The precondition to investment for higher profits is the mobility of capital and labour. Thus, there is a systemic tendency to remove all the obstacles that prevent investors from investing in sectors where profits are higher. If, for any reason, the free movement of capital is blocked or restricted, large differences in the profit rates of enterprises are likely to occur. In general, the trajectory of capitalist development is determined by the industries where the profits are the best, because their products are in high demand, because of special production or market advantages, etc.

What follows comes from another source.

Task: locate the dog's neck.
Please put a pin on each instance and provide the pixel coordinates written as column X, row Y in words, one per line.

According to Marx, the movements of different production prices relative to one another importantly affect how the total "cake" of new surplus value produced is distributed as profit among competing capitalist enterprises. They are the basis of the competitive position of the producers, since they fundamentally determine profit yields relative to costs.

"Natural" prices

Some writers argue that Marx's production price is similar, or performs the same theoretical function, as the "natural prices" of classical political economy found, for example, in the writings of Adam Smith and David Ricardo. This is the orthodox Marxist view, based on quotations where Marx says that his concept of production prices recalls the classical idea of natural prices. In this case, Marx's production price would be essentially a "centre of gravity" around which prices for outputs in a competitive market will fluctuate in the long run.

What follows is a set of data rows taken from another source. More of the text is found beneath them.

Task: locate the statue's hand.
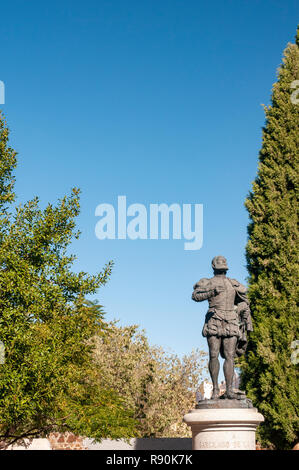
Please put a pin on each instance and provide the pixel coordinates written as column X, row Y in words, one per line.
column 219, row 289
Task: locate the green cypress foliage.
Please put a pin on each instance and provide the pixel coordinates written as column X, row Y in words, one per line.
column 269, row 371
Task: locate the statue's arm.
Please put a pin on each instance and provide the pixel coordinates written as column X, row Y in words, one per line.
column 200, row 294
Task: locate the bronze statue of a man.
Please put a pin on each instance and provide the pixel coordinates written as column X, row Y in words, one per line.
column 226, row 323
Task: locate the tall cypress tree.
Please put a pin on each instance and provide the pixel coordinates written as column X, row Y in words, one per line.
column 269, row 371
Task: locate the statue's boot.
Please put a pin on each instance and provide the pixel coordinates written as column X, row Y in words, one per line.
column 215, row 393
column 230, row 394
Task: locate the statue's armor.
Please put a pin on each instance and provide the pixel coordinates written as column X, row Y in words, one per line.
column 223, row 295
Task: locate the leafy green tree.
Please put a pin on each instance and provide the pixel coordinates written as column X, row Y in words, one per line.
column 268, row 373
column 159, row 387
column 48, row 380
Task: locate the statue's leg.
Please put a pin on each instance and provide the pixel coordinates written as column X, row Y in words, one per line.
column 229, row 350
column 214, row 347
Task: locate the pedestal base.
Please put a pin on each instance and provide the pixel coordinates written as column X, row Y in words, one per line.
column 223, row 428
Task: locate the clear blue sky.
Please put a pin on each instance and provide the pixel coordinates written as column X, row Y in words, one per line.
column 158, row 100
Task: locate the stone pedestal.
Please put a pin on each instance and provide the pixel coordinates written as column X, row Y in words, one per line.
column 223, row 428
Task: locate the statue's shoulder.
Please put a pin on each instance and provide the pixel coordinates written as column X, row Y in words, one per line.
column 238, row 286
column 203, row 284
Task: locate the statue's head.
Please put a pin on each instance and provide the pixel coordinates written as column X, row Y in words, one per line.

This is an interpretation within the framework of equilibrium economics, which suggests that production prices are really a kind of "equilibrium prices". It can be supported with some textual evidence, insofar as Marx sometimes defines the production price as the price that would apply if the supply and demand for products were balanced. At other times, he refers to a "long-term average price" or a "regulating price". He does not say precisely how these three different concepts are related.
The main objection against equating production prices with natural prices is that Marx's concept of production prices is precisely a critique of the "natural prices". Support for this interpretation can be found in Capital, Volume I, where Marx criticizes and ridicules the concept of a "natural price of labour" - this concept, he argues, rests on confusions of several different economic categories.
Similarly, in Capital, Volume III, Marx rejects the concept of a "natural" interest rate, arguing that what this really refers to is just the interest rate that results out of free competition. According to this argument, there is actually nothing "natural" about the allegedly "natural" prices - they are socially determined effects of capitalist production and trade. More importantly, the existence of production prices does not logically depend on, or presuppose, an equilibrium state.
If the classical economists talked about the "naturalness" of price-levels, this was ultimately a theoretical apologism; they could not reconcile their labour theory of value with the theory of the distribution of capital. They assumed a market balance, without proving how it could exist.
The general theory behind the concept of natural prices was that the free play of markets would, through successive adjustments in the trading process, "naturally" converge on price levels at which sellers could cover their costs and make a normal profit, while buyers could afford to buy products; with the effect, that relative labour requirements would be genuinely proportional to relative prices. Yet classical political economy provided no credible theory of how this process could actually occur. Since it confused and conflated the value of labour power with the price of labour, commodity values with their production prices, and surplus value with profit, i.e. because it mixed up values and prices, it could in the end explain the normal price levels of commodities only as "natural" market phenomena.